Alchemy pays in every version of WoW, but in TBC Classic your specialization choice decides how it pays: in bursts, in volume, or in guaranteed weekly checks.

Transmute Master: the passive check

The proc chance on transmutes turns your daily Primal Might into a small lottery that averages out beautifully. Primal Might sells to blacksmiths and engineers all expansion; one cooldown a day with occasional multi-procs is the highest profit per minute played in the entire profession. The catch: it is capped by the cooldown, so it scales with alts, not effort.

Elixir Master: the raider's engine

Elixir spec procs on flasks — and flasks are what raiders actually buy every week. If you already farm herbs or buy them smartly on weekends, Flask of Blinding Light and Relentless Assault brewed on proc margins clear hundreds of gold weekly on a raiding realm. This spec rewards volume and market timing; it is the best choice if you enjoy playing the auction house.

Potion Master: the niche pick

Potion procs are volume-friendly — Super Healing and Super Mana Potions move constantly — but margins per unit are thin and the market is crowded because leveling alchemists dump stock.

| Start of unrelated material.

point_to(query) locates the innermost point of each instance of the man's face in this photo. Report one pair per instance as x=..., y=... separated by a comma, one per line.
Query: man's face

Viable, rarely optimal.

The practical verdict

  • One character, minimal time: Transmute Master, never skip the cooldown.
  • Active seller with herb supply: Elixir Master on raid-night listings.
  • Multiple alts: transmute army, one Elixir main.

Whichever you pick, alchemy is a supplement, not a sprint — the cooldown drip is real money but slow money. If a purchase deadline looms, the transmute schedule will not bend for you; plan the gap accordingly, farm it or buy it, and keep the cooldown ticking either way.